Oxidation of KCNB1 Channels in Aging CNS

衰老中枢神经系统中 KCNB1 通道的氧化

• 批准号: 1456675
• 负责人: Federico Sesti
• 金额: $ 50万
• 依托单位: Rutgers, The State University of New Jersey-RBHS-Robert Wood
• 依托单位国家: 美国
• 项目类别: Continuing Grant
• 财政年份: 2015
• 资助国家: 美国
• 起止时间: 2015-07-01 至 2019-06-30
• 项目状态: 已结题
• 来源: https://www.nsf.gov/awardsearch/showAward?AWD_ID=1456675&HistoricalAwards=false
• 关键词: Oxidation; KCNB1; Channels; Aging; CNS

The brain encodes information in the form of electrical impulses called action potentials that are continuously exchanged between neurons. As brains age, the transmission of Action Potentials becomes less efficient. It is not understood why this occurs, but one possibility is that over time, neurons accumulate highly toxic molecules known as reactive oxygen species (ROS). There is support for the idea that ROS oxidize potassium channel proteins whose function is to permit movement of potassium ions through the membranes of neurons. Potassium ion movements are involved in the propagation of action potentials by neurons.
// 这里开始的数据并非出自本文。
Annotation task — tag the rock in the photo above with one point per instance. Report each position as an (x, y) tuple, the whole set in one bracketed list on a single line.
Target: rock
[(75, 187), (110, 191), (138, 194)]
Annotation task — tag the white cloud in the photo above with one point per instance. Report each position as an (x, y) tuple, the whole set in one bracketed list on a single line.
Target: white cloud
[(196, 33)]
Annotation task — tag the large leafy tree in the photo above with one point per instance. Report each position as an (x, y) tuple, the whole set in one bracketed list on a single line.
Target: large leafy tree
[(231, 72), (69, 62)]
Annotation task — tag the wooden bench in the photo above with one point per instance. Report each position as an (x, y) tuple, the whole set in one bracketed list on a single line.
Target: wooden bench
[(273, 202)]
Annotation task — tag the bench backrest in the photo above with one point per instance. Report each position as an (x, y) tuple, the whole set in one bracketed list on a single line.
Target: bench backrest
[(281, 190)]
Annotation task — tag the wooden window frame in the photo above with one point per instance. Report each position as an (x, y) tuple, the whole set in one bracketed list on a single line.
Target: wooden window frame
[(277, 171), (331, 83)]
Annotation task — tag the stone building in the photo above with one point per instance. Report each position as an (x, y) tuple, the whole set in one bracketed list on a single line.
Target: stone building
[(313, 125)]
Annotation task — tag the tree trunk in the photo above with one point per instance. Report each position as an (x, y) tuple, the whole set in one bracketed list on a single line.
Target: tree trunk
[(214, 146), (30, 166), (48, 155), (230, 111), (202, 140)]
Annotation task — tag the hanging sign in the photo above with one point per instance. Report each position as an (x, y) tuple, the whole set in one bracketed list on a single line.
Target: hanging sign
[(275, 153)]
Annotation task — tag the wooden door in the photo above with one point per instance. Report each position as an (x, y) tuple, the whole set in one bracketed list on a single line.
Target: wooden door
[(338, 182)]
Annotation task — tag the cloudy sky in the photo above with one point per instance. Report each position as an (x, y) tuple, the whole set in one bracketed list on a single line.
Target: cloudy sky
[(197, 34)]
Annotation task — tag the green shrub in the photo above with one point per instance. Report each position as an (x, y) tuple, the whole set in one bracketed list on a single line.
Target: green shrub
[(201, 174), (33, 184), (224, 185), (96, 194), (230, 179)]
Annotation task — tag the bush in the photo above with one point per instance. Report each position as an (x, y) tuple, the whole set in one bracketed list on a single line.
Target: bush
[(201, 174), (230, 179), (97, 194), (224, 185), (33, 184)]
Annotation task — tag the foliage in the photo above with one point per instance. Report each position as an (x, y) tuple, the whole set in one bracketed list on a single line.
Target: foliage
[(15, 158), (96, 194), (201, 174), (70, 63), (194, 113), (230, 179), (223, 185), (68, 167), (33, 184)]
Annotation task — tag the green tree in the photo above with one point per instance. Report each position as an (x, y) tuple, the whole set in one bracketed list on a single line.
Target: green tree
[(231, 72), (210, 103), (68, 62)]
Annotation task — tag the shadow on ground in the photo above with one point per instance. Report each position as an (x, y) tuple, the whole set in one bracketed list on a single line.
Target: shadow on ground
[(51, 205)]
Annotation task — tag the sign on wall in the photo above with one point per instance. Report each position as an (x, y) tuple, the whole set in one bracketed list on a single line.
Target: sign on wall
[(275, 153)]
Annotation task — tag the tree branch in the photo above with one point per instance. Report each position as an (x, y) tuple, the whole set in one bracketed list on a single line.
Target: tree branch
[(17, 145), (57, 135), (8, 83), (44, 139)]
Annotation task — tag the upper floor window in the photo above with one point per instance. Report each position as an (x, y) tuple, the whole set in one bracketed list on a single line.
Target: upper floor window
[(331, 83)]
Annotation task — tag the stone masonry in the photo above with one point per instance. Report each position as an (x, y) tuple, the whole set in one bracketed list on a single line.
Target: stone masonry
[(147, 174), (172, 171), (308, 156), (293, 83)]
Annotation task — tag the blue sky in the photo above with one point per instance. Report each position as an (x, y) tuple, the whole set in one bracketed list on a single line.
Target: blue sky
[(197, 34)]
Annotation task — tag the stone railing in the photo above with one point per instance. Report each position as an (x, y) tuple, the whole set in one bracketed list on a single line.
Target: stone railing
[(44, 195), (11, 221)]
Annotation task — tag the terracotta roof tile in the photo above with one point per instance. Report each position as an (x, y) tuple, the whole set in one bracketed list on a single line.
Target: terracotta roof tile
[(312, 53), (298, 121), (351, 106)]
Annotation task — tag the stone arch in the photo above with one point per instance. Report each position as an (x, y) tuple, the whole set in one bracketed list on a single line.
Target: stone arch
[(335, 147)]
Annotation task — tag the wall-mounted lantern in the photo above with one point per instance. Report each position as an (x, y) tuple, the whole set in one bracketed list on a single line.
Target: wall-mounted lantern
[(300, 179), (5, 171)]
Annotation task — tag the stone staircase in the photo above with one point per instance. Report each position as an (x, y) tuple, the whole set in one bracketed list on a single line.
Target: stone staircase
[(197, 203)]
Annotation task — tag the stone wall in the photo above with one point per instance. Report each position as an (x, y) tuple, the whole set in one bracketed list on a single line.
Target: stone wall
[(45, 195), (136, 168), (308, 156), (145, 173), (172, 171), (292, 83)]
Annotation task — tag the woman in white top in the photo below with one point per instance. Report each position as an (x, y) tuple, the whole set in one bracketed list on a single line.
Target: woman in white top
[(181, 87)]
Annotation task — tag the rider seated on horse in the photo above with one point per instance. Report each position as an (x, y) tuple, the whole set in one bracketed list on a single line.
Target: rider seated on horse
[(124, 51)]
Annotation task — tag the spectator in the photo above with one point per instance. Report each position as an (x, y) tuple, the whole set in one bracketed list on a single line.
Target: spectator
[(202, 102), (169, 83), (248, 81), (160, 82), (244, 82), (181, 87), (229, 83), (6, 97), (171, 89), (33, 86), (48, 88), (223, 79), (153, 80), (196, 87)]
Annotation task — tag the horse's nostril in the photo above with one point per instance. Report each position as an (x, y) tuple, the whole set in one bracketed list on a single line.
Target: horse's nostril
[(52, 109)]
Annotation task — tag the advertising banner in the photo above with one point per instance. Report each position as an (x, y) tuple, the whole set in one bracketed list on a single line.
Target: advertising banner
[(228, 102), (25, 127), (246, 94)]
This project will directly test the hypothesis that oxidation of potassium channels by ROS leads to cognitive impairment by hindering the transmission of Action Potentials. The PI will integrate research activities and outcomes into formal lectures on the neuroscience of aging. The project will provide research training opportunities for undergraduate, graduate, underrepresented and summer students. The Principal Investigator will present a series of lectures to middle and high school students as part of the Science, Medicine and Related Topics (SMART) program, whose mission is to advance the understanding and appreciation of science among underrepresented students.The KCNB1 potassium channel is abundantly expressed in the brain and is susceptible to oxidation by ROS. When a cysteine residue is replaced with an alanine (C73A), oxidation is abolished. Based on this observation, a transgenic mouse expressing the non-oxidable KCNB1 variant (C73A) has been constructed. The effects of ROS on KCNB1 channels and the impact of this process on cognitive function will be determined by studying cognitive function in aging C73A mice. Behavioral tests will be performed to see whether the lack of oxidation of KCNB1 improves the ability of mice to learn and remember new tasks. Changes in behavior will be correlated with changes in the electrical activity of the brain which will be recorded using state of the art electrophysiological techniques. Further, it will be determined whether the naturally occurring antioxidant, hydrogen sulfide, which is synthesized by neurons, can prevent oxidation of KCNB1 channels. It is expected that aging mice that harbor the C73A variant will exhibit less cognitive impairment and more normal electrical activity in cortex and hippocampus, two regions of the brain that are most affected by the activity of KCNB1.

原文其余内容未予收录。